While some of the actions — like expanded access to financing for manufactured housing — will take effect in the near term.

Some of the actions are more open-ended. While addressing exclusionary zoning — local regulations that discourage rental housing — may be a part of Congress’ infrastructure bill, federal agencies will at least start to look into the issue.

The FHFA said it will conduct a study on how much GSEs mortgage activity is concentrated in jurisdictions with exclusionary zoning policies. In addition to the demographic characteristics of homeowners of those loans, the study will gauge whether GSE purchases further or discourage restrictive zoning measures.

HUD also said it will be taking a look at exclusionary zoning, and would release its latest research on steps state and local governments are taking to remove regulatory barriers to affordable housing.
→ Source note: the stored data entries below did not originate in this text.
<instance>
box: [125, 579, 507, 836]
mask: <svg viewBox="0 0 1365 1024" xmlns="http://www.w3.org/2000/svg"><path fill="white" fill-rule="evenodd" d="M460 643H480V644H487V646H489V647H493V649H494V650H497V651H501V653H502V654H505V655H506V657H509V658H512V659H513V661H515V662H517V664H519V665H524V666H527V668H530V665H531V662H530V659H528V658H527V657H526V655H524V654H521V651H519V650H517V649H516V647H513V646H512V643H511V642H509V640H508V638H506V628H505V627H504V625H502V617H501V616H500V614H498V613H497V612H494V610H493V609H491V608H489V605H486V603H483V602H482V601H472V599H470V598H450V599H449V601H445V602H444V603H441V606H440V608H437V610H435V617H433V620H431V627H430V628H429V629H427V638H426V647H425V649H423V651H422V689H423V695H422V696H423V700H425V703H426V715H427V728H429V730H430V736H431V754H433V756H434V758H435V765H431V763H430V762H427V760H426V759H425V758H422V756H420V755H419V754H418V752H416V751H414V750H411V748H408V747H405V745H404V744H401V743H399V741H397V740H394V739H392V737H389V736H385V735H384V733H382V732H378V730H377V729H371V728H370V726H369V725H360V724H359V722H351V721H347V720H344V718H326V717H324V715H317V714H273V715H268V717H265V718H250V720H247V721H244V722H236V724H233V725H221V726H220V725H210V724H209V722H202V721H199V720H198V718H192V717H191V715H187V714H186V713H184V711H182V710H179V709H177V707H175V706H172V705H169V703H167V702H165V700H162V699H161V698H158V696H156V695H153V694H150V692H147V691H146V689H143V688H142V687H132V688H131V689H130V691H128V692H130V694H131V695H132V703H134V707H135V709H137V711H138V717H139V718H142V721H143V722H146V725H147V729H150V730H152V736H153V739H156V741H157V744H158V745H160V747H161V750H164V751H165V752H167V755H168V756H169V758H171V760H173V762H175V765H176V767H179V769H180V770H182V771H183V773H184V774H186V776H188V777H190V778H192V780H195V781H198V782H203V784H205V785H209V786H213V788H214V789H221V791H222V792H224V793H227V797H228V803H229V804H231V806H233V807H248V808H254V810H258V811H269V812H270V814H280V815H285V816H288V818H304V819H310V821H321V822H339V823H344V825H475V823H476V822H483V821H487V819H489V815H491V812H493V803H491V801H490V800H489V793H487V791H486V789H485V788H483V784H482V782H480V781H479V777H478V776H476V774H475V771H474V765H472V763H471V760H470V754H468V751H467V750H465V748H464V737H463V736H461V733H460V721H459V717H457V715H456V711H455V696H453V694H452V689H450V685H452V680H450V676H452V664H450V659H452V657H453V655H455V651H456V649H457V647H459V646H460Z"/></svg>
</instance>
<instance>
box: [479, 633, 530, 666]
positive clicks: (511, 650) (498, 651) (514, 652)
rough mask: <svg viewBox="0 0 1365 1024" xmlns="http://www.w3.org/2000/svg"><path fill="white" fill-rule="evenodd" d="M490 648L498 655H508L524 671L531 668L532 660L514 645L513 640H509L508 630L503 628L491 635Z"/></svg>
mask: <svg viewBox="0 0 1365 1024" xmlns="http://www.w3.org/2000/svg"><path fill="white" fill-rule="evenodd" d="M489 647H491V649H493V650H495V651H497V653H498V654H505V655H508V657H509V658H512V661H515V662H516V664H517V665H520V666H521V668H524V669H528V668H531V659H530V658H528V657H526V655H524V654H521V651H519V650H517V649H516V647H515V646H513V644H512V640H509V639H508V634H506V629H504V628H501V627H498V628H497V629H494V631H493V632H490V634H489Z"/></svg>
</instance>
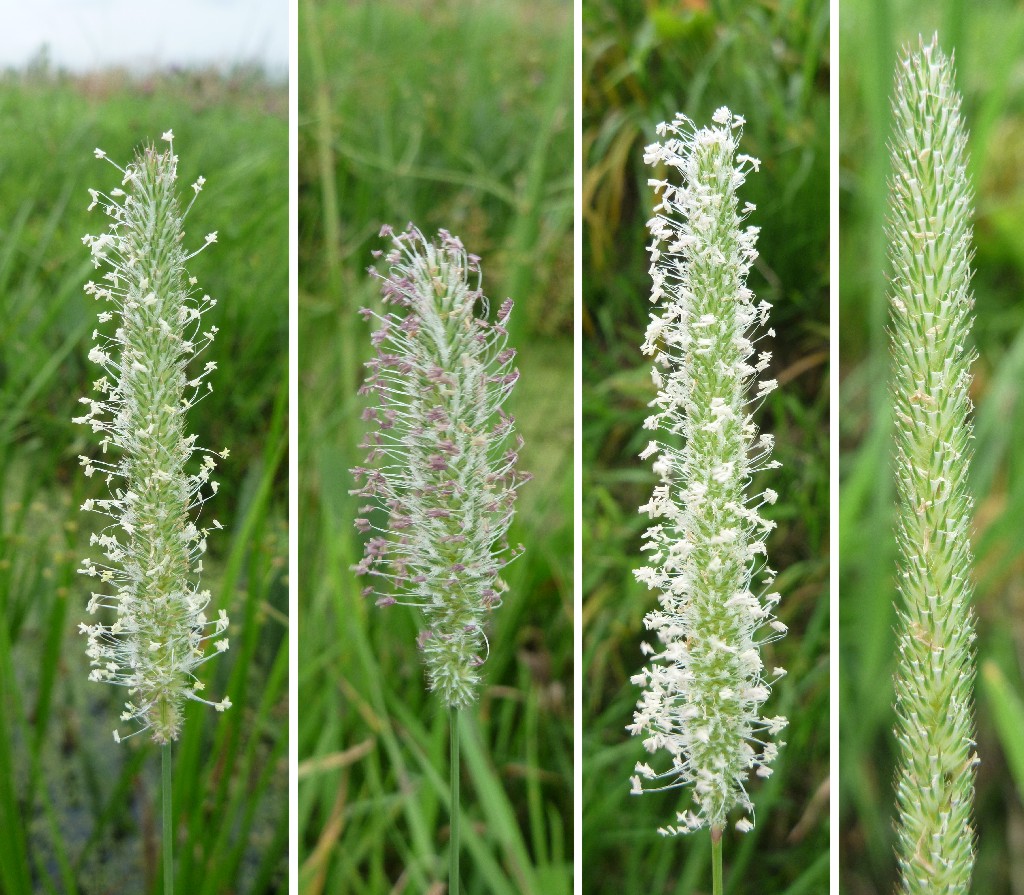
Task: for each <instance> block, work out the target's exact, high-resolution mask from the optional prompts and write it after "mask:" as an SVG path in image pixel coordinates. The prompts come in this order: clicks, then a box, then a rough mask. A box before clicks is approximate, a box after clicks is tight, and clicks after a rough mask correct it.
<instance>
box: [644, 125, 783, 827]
mask: <svg viewBox="0 0 1024 895" xmlns="http://www.w3.org/2000/svg"><path fill="white" fill-rule="evenodd" d="M714 121H715V124H714V126H712V127H707V128H700V129H696V128H694V126H693V125H692V123H691V122H690V121H689V120H687V119H686V118H685V117H683V116H678V117H677V118H676V120H675V121H674V122H673V123H672V124H664V125H662V126H660V127H659V128H658V133H659V134H660V135H662V136H665V135H666V134H668V135H669V136H668V137H667V138H666V139H665V140H664V142H662V143H654V144H653V145H651V146H648V147H647V153H646V156H645V161H647V162H648V164H652V165H663V164H664V165H665V166H666V167H667V168H668V169H670V177H669V179H666V180H652V181H651V185H652V186H654V189H655V191H656V193H657V194H659V195H660V197H662V201H660V204H659V205H658V206H657V207H656V208H655V210H654V211H655V216H654V217H653V218H652V219H651V221H650V222H649V224H648V227H649V229H650V231H651V235H652V237H653V240H652V243H651V245H650V247H649V251H650V256H651V267H650V273H651V276H652V279H653V292H652V294H651V301H652V302H653V303H654V304H655V306H656V312H655V313H652V314H651V323H650V326H649V327H648V330H647V339H646V341H645V342H644V344H643V351H644V353H646V354H650V355H652V356H653V361H654V366H653V370H652V376H653V380H654V385H655V387H656V388H657V395H656V397H655V398H654V400H653V401H652V403H651V407H652V408H653V409H654V414H653V415H652V416H650V417H648V419H647V421H646V423H645V427H646V428H647V429H651V430H653V432H654V433H655V439H654V440H652V441H650V443H649V444H648V446H647V448H646V449H645V450H644V452H643V453H642V454H641V457H642V458H644V459H646V458H648V457H654V458H655V460H654V472H655V473H656V474H657V476H658V478H659V483H658V484H657V485H656V486H655V488H654V493H653V496H652V497H651V499H650V502H649V503H647V504H646V505H644V506H643V507H641V508H640V510H641V512H643V513H645V514H647V515H648V516H649V517H650V518H651V520H652V523H653V527H651V528H649V529H648V530H647V532H646V536H645V543H644V545H643V550H644V551H646V552H648V553H649V554H650V555H649V559H648V562H649V564H648V565H646V566H644V567H643V568H639V569H637V570H636V572H635V573H636V577H637V579H638V580H639V581H641V582H643V583H645V584H646V585H647V586H648V587H650V588H651V589H653V590H655V591H657V592H658V603H659V608H658V609H655V610H654V611H651V612H649V613H648V615H647V616H646V619H645V625H646V627H647V628H648V629H649V630H652V631H655V632H656V634H657V639H658V641H659V642H660V646H650V645H648V644H644V651H645V652H646V653H648V654H650V655H651V660H650V665H649V666H648V667H647V668H645V669H644V670H643V671H642V672H641V673H640V674H638V675H636V676H635V677H634V683H636V684H639V685H641V686H643V687H644V692H643V695H642V696H641V698H640V700H639V702H638V705H637V710H636V713H635V715H634V723H633V724H632V725H631V726H630V728H629V729H630V730H631V732H632V733H634V734H637V735H640V736H643V737H644V745H645V747H646V749H647V751H648V752H650V753H654V754H656V753H658V752H660V751H663V750H664V751H665V752H666V753H668V758H669V760H670V763H669V766H668V767H667V768H666V769H664V770H655V769H654V768H652V767H650V766H649V765H647V764H644V763H640V764H638V765H637V767H636V776H634V777H633V790H634V792H637V793H639V792H642V791H643V790H644V789H645V785H644V783H643V782H642V781H643V780H648V781H652V782H651V783H650V784H648V785H647V786H646V789H668V787H673V786H686V785H691V786H692V787H693V793H692V804H693V809H692V810H687V811H685V812H681V813H680V814H679V815H678V823H677V824H670V825H668V826H666V827H665V828H663V830H662V832H663V833H665V834H677V833H686V832H689V830H691V829H697V828H699V827H701V826H703V825H706V824H708V825H710V826H711V827H712V829H713V830H721V829H722V827H723V826H724V825H725V823H726V817H727V814H728V813H729V812H730V810H732V809H733V808H739V809H740V810H742V811H744V812H752V811H753V806H752V804H751V800H750V798H749V796H748V793H746V785H748V781H749V778H750V774H751V772H752V771H756V773H757V774H758V775H759V776H763V777H765V776H768V775H769V774H770V773H771V767H770V765H771V762H772V760H773V758H774V757H775V754H776V752H777V749H778V745H779V744H780V743H776V742H772V741H770V738H769V737H770V736H773V735H774V734H776V733H778V732H779V731H780V730H781V729H782V728H783V727H784V726H785V723H786V722H785V719H784V718H781V717H776V718H764V717H762V715H761V707H762V705H763V704H764V702H765V701H766V700H767V698H768V695H769V686H770V684H771V683H772V682H773V680H774V679H777V678H779V677H780V676H781V675H782V674H784V672H783V670H782V669H779V668H775V669H773V670H772V671H771V672H770V673H766V672H765V669H764V666H763V662H762V657H761V652H760V647H761V645H762V644H764V643H765V642H767V641H770V640H774V639H776V638H778V637H781V636H782V634H784V632H785V626H784V625H783V624H782V623H781V622H779V621H777V620H775V619H774V617H773V614H772V611H773V609H774V607H775V605H776V604H777V602H778V599H779V595H778V594H777V593H774V592H771V585H772V582H773V580H774V572H773V571H772V570H771V569H770V568H768V567H767V565H766V562H765V546H764V541H765V538H766V537H767V534H768V531H769V530H770V529H771V528H772V527H774V523H773V522H770V521H767V520H765V519H764V518H763V517H762V516H761V515H760V513H759V508H760V507H762V506H763V505H764V504H769V503H773V502H774V500H775V497H776V496H775V493H774V492H772V491H770V489H764V491H762V492H759V493H757V494H751V493H750V491H751V489H750V480H751V477H752V476H753V475H754V474H755V473H757V472H758V471H760V470H762V469H768V468H772V467H775V466H777V465H778V464H777V463H776V462H774V461H771V460H770V459H769V458H770V454H771V448H772V438H771V436H770V435H760V436H759V435H758V430H757V426H756V425H755V423H754V419H753V416H752V415H753V412H754V410H755V409H756V407H757V406H758V404H759V403H760V402H761V400H762V399H763V397H764V396H765V395H766V394H767V393H768V392H770V391H771V390H772V388H774V385H775V383H774V381H772V380H762V381H757V377H758V375H759V374H760V373H762V372H763V371H764V370H766V369H767V367H768V364H769V360H770V355H769V354H768V353H767V352H757V351H756V350H755V345H754V343H755V341H756V338H755V336H754V331H755V330H756V329H757V328H758V327H760V326H763V325H764V324H765V323H766V321H767V316H768V309H769V306H768V304H767V303H766V302H761V303H759V304H755V301H754V295H753V294H752V293H751V291H750V290H749V289H748V288H746V274H748V271H749V270H750V267H751V264H752V262H753V261H754V259H755V258H756V257H757V252H756V250H755V242H756V240H757V229H756V228H755V227H743V226H742V222H743V220H744V218H745V217H746V214H748V213H749V212H750V211H751V210H752V209H753V207H752V206H749V205H744V206H743V207H742V208H741V207H740V203H739V199H738V196H737V189H738V188H739V187H740V186H741V185H742V183H743V181H744V179H745V176H746V174H748V172H750V171H752V170H757V167H758V165H759V162H758V160H757V159H752V158H750V157H748V156H743V155H741V154H738V152H737V151H738V145H739V139H740V133H741V127H742V119H740V118H739V117H738V116H734V115H732V114H731V113H730V112H729V111H728V110H727V109H720V110H719V111H718V112H717V113H716V115H715V118H714ZM677 177H678V178H679V180H681V182H678V181H677V180H676V178H677ZM768 334H769V335H771V331H770V330H769V331H768ZM752 392H753V393H752ZM751 825H752V820H751V819H750V817H746V816H743V817H741V818H740V819H739V820H738V822H737V823H736V826H737V828H738V829H740V830H745V829H749V828H750V827H751Z"/></svg>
Local zoning regulations often favor single-family residential development, and discourage multifamily and affordable housing development.

Salim Furth, a senior fellow at the Mercatus Center at George Mason University, which advocates for free-market based policies, said FHFA’s intention to study Fannie Mae and Freddie Mac’s contribution to exclusionary zoning stood out among the modest proposals.

“The Federal Housing Administration actively promoted residential segregation until 1950, and the federal tax code still subsidizes artificially high housing costs through the mortgage interest deduction,” said Furth. “It is high time to identify and rectify other areas where current federal policies contribute to exclusion and unaffordability.”